Hacker News new | ask | show | jobs
by haberman 3749 days ago
I have been advocating for the PrefixVarint encoding you mention for a while.

One thing I'd mention though: as you've specified it here, it puts the continuation bits as the high bits of the first byte. I think it may be better to put them in the lower bits of that byte instead. It would allow for a simple loop-based implementation of the encoder/decoder (LEB128 also allows this). With continuation bits in the high bits of the first byte, you pretty much have to unroll everything. You have to give each length its own individual code-path, with hard-coded constants for the shifts and continuation bits.

The downside is one extra shift of latency in the one-byte case, imposed on all encoders/decoders.

Unrolling is probably a good idea for optimization anyway, but it seems better to standardize on something that at least allows a simple implementation.

Here is some sample code for a loop-based implementation that uses low bits for continuation bits:

    // Little-endian only. Untested.
    char *encode(char *p, uint64 val) {
      int len = 1;
      uint64 encoded = val << 1;
      uint64 max = 1 << 7;
      while (val > max) {
        if (max == 1ULL << 63) {
          // Special case so 64 bits fits in 9 bytes.
          *p++ = 0xff;
          memcpy(p, &val, 8);
          return p + 8;
        }
        encoded = (encoded << 1) | 1;
        max <<= 7;
        len++;
      }
      memcpy(p, &encoded, len);
      return p + len;
    }

    const char *decode(const char *p, uint64* val) {
      if (*p == 0xff) {
        // 9-byte special case
        memcpy(val, p + 1, 8);
        return p + 9;
      }

      // Can optimize with something like
      //   int len = __builtin_ctz(!*p);
      unsigned char b = *p;
      int len = 1;
      while (b & 1) {
        len++;
        b >>= 1;
      }

      *val = 0;
      memcpy(val, p, len);
      *val >>= len;
      return p + len;
    }
1 comments

You can have an equally simple implementation (plus one mask operation) if you put the length encoding in the most significant bits. The advantage of having length in the most significant bit is that in the common case (1 byte integers), the decoding is faster.
Are you sure? It does not seem like it will be as simple. When continuation bits are at the top of the first byte, they come between the value bits in the first byte and value bits in the subsequent bytes. This means you have to manipulate them independently, instead of being able to manipulate them as an atomic group. With low continuation bits, all the value bits get to stay together.
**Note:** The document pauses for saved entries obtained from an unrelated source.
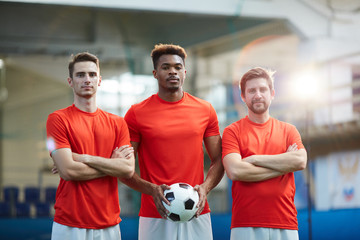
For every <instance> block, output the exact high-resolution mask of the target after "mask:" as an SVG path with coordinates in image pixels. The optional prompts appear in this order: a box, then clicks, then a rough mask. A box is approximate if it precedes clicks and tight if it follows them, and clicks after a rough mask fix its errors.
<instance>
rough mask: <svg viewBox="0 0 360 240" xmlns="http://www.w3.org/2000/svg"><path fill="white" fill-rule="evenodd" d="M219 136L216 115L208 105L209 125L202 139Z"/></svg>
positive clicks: (216, 115)
mask: <svg viewBox="0 0 360 240" xmlns="http://www.w3.org/2000/svg"><path fill="white" fill-rule="evenodd" d="M217 135H220V130H219V121H218V118H217V115H216V111H215V109H214V108H213V106H212V105H211V104H210V115H209V124H208V126H207V128H206V130H205V134H204V137H205V138H206V137H211V136H217Z"/></svg>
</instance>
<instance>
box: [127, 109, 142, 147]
mask: <svg viewBox="0 0 360 240" xmlns="http://www.w3.org/2000/svg"><path fill="white" fill-rule="evenodd" d="M124 119H125V121H126V124H127V126H128V128H129V134H130V141H132V142H140V132H139V128H138V124H137V121H136V116H135V112H134V107H133V106H132V107H131V108H130V109H129V110H128V111H127V113H126V114H125V117H124Z"/></svg>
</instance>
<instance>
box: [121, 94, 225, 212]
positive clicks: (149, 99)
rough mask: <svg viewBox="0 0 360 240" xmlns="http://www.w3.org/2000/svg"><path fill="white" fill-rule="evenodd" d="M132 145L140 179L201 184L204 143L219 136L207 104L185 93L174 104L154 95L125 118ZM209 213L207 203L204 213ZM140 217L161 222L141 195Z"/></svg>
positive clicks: (217, 129)
mask: <svg viewBox="0 0 360 240" xmlns="http://www.w3.org/2000/svg"><path fill="white" fill-rule="evenodd" d="M125 120H126V122H127V124H128V127H129V131H130V139H131V141H134V142H138V143H139V148H138V158H139V167H140V176H141V178H143V179H145V180H146V181H149V182H151V183H155V184H168V185H171V184H173V183H177V182H185V183H188V184H190V185H192V186H195V185H197V184H201V183H203V182H204V152H203V139H204V138H206V137H210V136H216V135H219V134H220V133H219V125H218V120H217V116H216V112H215V110H214V108H213V107H212V106H211V104H210V103H208V102H206V101H204V100H202V99H199V98H196V97H193V96H191V95H190V94H188V93H184V97H183V98H182V99H181V100H180V101H177V102H166V101H164V100H162V99H161V98H160V97H159V96H158V95H157V94H154V95H152V96H151V97H149V98H148V99H146V100H144V101H142V102H141V103H139V104H135V105H133V106H132V107H131V108H130V109H129V111H128V112H127V113H126V115H125ZM207 212H210V209H209V205H208V203H206V206H205V208H204V211H203V213H207ZM139 215H140V216H143V217H152V218H161V216H160V214H159V213H158V211H157V209H156V207H155V204H154V201H153V199H152V197H151V196H150V195H146V194H142V196H141V208H140V213H139Z"/></svg>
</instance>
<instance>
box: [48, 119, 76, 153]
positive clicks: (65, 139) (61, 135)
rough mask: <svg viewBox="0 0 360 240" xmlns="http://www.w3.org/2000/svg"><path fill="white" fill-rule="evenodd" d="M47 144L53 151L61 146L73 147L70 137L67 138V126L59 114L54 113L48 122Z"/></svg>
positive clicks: (60, 147) (67, 147) (68, 147)
mask: <svg viewBox="0 0 360 240" xmlns="http://www.w3.org/2000/svg"><path fill="white" fill-rule="evenodd" d="M46 135H47V140H46V145H47V148H48V150H49V153H50V156H51V153H52V152H53V151H54V150H56V149H60V148H71V146H70V143H69V139H68V138H67V131H66V126H65V124H64V121H63V119H62V118H61V116H59V114H56V113H52V114H50V115H49V117H48V119H47V122H46Z"/></svg>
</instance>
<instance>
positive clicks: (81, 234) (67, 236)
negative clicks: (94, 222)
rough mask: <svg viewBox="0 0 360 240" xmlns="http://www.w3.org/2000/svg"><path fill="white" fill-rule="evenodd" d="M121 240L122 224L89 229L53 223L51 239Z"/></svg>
mask: <svg viewBox="0 0 360 240" xmlns="http://www.w3.org/2000/svg"><path fill="white" fill-rule="evenodd" d="M64 239H66V240H121V233H120V226H119V224H116V225H115V226H112V227H108V228H103V229H88V228H76V227H69V226H65V225H62V224H59V223H57V222H54V223H53V227H52V232H51V240H64Z"/></svg>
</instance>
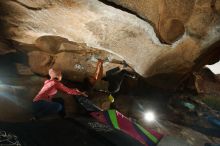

If it would be as simple, you should be able to easily modify my sample encoder/decoder above to illustrate.

Oops. You're right for little-endian encoders. (See another comment on this thread for a simple bijective big-endian encoder I whipped up just now.) I've always written big-endian encoders or bijective big-endian encoders, so that byte strings sort the same lexographically and numerically.

Though, a simple loop encoder and decoder are still easily doable if the unary length encoding is in the most significant bits. You're right, though, for a little-endian encoder, it's a slightly more simple to put the unary length encoding in the least significant bits.